The Effect of DNA Repair Inhibitors on the Response of Tumors Treated with X-Ray and Alkylating Agents 1

In recent years, numerous workers have demonstrated that both bacterial (1-4) and mammalian cells (5-7) have the ability to repair a variety of damaging events to their cellular DNA. The alkylating agents and X-rays used in the therapy of malignant diseases are thought to exert their cytotoxic effect in cells principally as a result of chemical alteration of DNA in the affected cells (8, 9), of precisely the kinds which can be repaired by the DNA repair mechanism (8-12). DNA repair, therefore, may play an important role in the resistance expressed by many tumors towards these agents. Inhibitors of this process greatly enhance the cytotoxic effect of alkylation and radiation damage in in vitro experiments (13-15). Because of this fact, it was of great interest to determine the effect of the repair inhibitors on the response of tumors in vivo to treatment with X-rays and alkylating agents. Earlier work performed in this laboratory has demonstrated that the repair inhibitors, caffeine and chloro-quine, when used in conjunction with Cytoxan or X-rays, were effective in stopping the growth of Cytoxan-resistant plasmacytomas under conditions where the alkylating agents or X-rays alone were ineffective (16).

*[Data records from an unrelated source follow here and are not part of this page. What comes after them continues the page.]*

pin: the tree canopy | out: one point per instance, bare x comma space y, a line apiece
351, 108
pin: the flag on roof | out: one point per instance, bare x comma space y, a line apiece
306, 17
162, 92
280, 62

Because chloroquine binds to melanin (17) and is therefore concentrated in pigmented cells, it was also of interest to determine the effect of this DNA repair inhibitor on the resistance to alkylating agents and X-rays shown by malignant melanomas implanted in golden Syrian hamsters. The experiments reported below demonstrate that the use of chloroquine, in combination with either phenylalanine mustard or X-rays, can stop the growth of malignant melanomas implanted in hamsters; whereas neither drug nor X-ray alone at the usual therapeutic doses, is able to stop such growth.